In der kleinen Stadt Nazareth im Norden des heutigen Staates Israel wurde der Engel fündig. Hier traf er einen Handwerker namens Josef und dessen Frau Maria. Beide erschienen ihm naiv genug, um nicht zu bemerken, was er vorhatte. Und so schlich er sich eines Nachts an das Ehebett und blies der Marie mit einem Blasrohr das göttliche Sperma in ein Ohr. Bald gebar sie einen Sohn, der den Namen Jesus bekam.*
Jesus erlebte schon als Baby eine abenteuerliche Flucht, wurde wie alle Juden beschnitten, besuchte eine Toraschule, lernte lesen und ließ sich die Bibel erklären. Als er 28 Jahre alt war, meldete er nach oben: „Hier unten auf der Erde ist der Teufel los!“ und glaubte, er habe daraufhin den Auftrag erhalten, Worte, die ihm Derliebegott eingeben wird, den Menschen hier unten zu verkünden.

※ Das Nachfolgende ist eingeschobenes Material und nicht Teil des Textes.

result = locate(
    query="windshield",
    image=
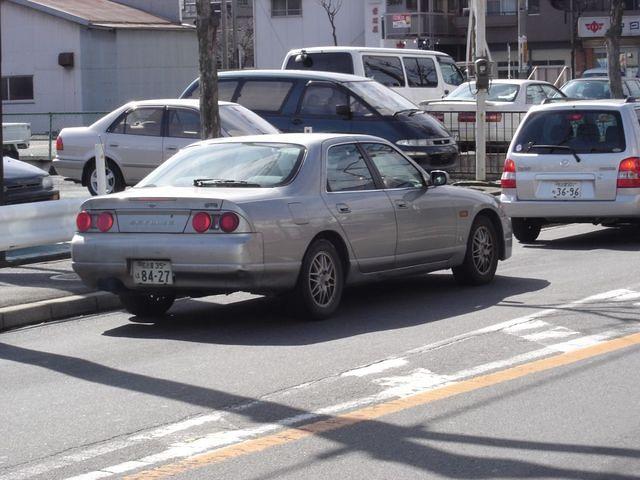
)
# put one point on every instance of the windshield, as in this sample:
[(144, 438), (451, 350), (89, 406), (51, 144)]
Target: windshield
[(237, 121), (589, 89), (262, 164), (498, 92), (382, 99), (584, 131), (450, 72)]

Jesus begann zu predigen, mal mit sanfter, mal mit mächtiger Stimme. Das meiste, was er sagte, hatte er in der Bibel gelesen und zitierte er, selber im Glauben daran, dass es Gottesworte waren. Seine eigenen Verwandten hielten ihn für irre. Ihm aber wurde zugehört, und immer mehr Männer, auch Frauen, ließen ihre Arbeit liegen und folgten ihm bei seinen Wanderungen.

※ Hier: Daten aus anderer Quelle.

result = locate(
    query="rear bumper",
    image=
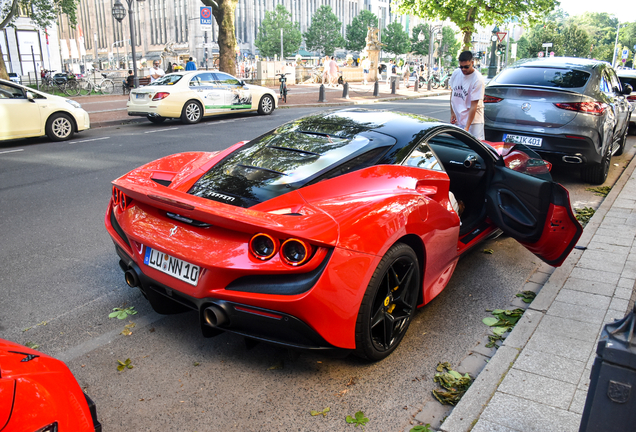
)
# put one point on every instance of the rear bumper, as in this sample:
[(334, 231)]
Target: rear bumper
[(557, 148)]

Zu ihm kamen Menschen, die in prekären Verhältnissen lebten, die in Not waren: Prostituierte, Verfolgte, Verschuldete, Kleinkriminelle, Aussätzige, psychisch Kranke. Wo eine Heilung erfolgte, wurde dies als Wunder ausgelegt. Einmal verhinderte er die Steinigung einer Ehebrecherin. Ein andermal forderte er auf, Lüge, Hass und Rache mit Feindesliebe zu beantworten.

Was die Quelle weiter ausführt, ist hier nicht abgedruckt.